# Venison Summer Sausage...Mushy



## kevin13 (Dec 25, 2007)

I made a 5lb batch of summer sausage yesterday using the following smoking schedule:

2 hours at 130 until internal temp is 90, damper wide open, no smoke
2 hours at 145, damper 1/2 closed, smoke
2 hours at 155, damper 1/2 closed, smoke
3.5 hours at 170, damper 3/4 closed, smoke, until internal temp reached 152.

Once temp was met, I threw in a ice cold water bath until internal temp reached 120, then hung until temp reached room temperture.  I then placed in the fridge overnight.  

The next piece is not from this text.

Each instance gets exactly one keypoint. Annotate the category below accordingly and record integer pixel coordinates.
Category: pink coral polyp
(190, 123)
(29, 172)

I cut into a piece this morning only to find that the consistency is somewhat mushy.  Any ideas on why?  Any way to salvage what I've already made?


----------



## richtee (Dec 25, 2007)

You of course cured the meat for 24 hours after grinding/mixing right? A recipe might help... in general...%venison to beef/pork


----------



## kevin13 (Dec 25, 2007)

I used the Witts kit from askthemeatman.com using 4 lbs venison to 1 lb of 80/20 pork.  I mixed 1 teaspoon of cure with one cup of cold water, then mixed in 8 tbsp of the seasoning until well blended.  Mixed the seasoning mixture with the meat and then ground through a fine plate.  Once the sausages were stuffed, I put them in a 38 degree fridge overnight....roughly about 10 hours.


----------



## richtee (Dec 25, 2007)

OK...well, just hang it for a couple days then. Where ya live? Cool out? Hang it in the garage and let it dry a bit. As long as it's cured, you should be fine  :{)


----------



## kevin13 (Dec 25, 2007)

So even though I've smoked it, gave it an ice water bath, and left it in the fridge overnight....if I hang it, it will firm up?  How cool does it need to be?  My basement is around 60, my garage around 40....would keeping it in the fridge do the same thing?


----------



## richtee (Dec 25, 2007)

Garage is good... not cool...DRY... it's got too much moisture in it. It'll be fine in a couple days


----------



## kevin13 (Dec 26, 2007)

Great, thanks.  I'll give it a try and see what happens.


----------



## scottnumber2 (Feb 26, 2009)

Did hanginf it in the garage help?


----------